Chiara looked relieved to be free of her criticism of an African. She came, after all, from the generation that had absorbed the gospel of tolerance and believed in the sinful nature of any criticism of a person less fortunate than herself.
Brunetti thought he knew the people his children were talking about, had seen different groupings of them in the city, always at points of maximum tourist traffic. Of both sexes and indeterminate age, they wore some sort of official tag on a lanyard around their necks, which he assumed gave them the right to occupy public space and ask for money – like the AVAPO people or like Medécins Sans Frontières. Hearing himself class them with those other two groups made Brunetti faintly uncomfortable, as though he’d put salt in with sugar and honey. Although they had brushed his curiosity, they had never attracted his attention: he had always walked by, leaving them to the tourists or, more accurately, the tourists to them.
Paola asked if anyone would like another pepper. When they all declined, she asked, ‘May I ask what this is all about?’ Her voice was level, curious, not a trace of suspicion to be heard.
Chiara and Raffi again exchanged a glance to see who would speak first. Chiara shook her head, and so Raffi said, ‘I see them once in a while in front of the Frari. They stop people and ask them if they want to do something to stop drugs, and when they say they do – it’s only tourists who stop – they ask them to sign a paper, some sort of petition, and when they do, they keep talking to them.’
‘That’s all?’ Brunetti asked from the habit of precision.
Raffi considered his father’s question, then said, ‘My friends say they ask for money.’
‘And do they?’ Brunetti asked.
Raffi’s surprise was evident. ‘Why else would they bother asking them to sign the petition? There’s no use signing anything: no one cares what petitions people sign, so what’s the use of asking people to do it?’
How casually different they were from his own generation, Brunetti thought, not for the first time. They had so little to believe in, so little to hope for. He looked back at the political enthusiasms of his youth and was forced to admit that they had all come to nothing. But at least his generation had tried.
‘So it’s just a pretext to make money?’ Paola asked, using the Venetian expression, ‘ciappar schei ’, probably to allow herself to hiss with contempt at the last word.
‘If they’ve got those ID cards, then they must have permits,’ Raffi said, reminding both his parents that the times when he could be silenced by the mere tone of their voices were gone, gone, gone, and not coming back.
Brunetti turned to Paola: this was her fight, not his.
‘Maybe it’s the only way these people can get money. God knows, the state’s abandoned them,’ she said.

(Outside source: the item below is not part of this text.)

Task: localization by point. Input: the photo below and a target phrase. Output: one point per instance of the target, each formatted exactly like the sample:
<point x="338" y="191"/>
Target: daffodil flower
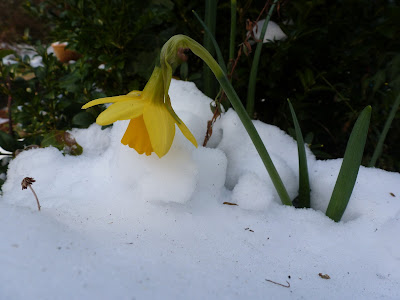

‘The state’s abandoned us all,’ Raffi said with some heat. ‘It’s abandoned me, too.’ He hammered this home, startling Brunetti with the anger in his voice.
‘It doesn’t matter how much time we spend at university or what degrees we get; my friends and I will never get jobs.’ When he saw his mother about to speak, he ignored her, saying, ‘I will because of Nonno and all the businesses he has and the people he knows. But my friends won’t, unless they know people too, or they’ll have to go to England, or France, to get a decent job.’ Then, roughly, after a moment’s thought, ‘Any job.’
Across from him, his sister held up her hands in the ‘T’ that umpires use to call ‘time out’. Raffi stopped, Paola refrained from saying anything to him, and Brunetti gave his daughter his attention.
‘May I remind you that I started this, and I still don’t have an answer,’ Chiara said impatiently, sounding strangely adult. ‘I told you about the African because I want to know what I can do about it. About him.’ Brunetti waited to see if she was going to say she didn’t want to hurt the man’s feelings or frighten him, things he certainly expected her to say.
‘I want him to leave me alone,’ she said, her voice even. Paola got to her feet and started to clear the table. Raffi began to help his mother, leaving Brunetti to speak to Chiara.
Vianello would be the person to ask to deal with it, Brunetti thought, although he had no idea what to ask his friend to do. What was it that British Chief Inspector used to say, the one he’d met at the conference in Birmingham? ‘Put the frighteners on him’? At the time, Brunetti had been amused by the phrase, however unpleasant he’d found the reality. But that was precisely what he wanted Vianello, his thick-necked, ham-fisted friend, to do for him: frighten off the person who was frightening his daughter. ‘I’ll see what I can do,’ he said, at which point Paola and Raffi returned, each of them bearing two plates with thick slices of fresh chestnut cake.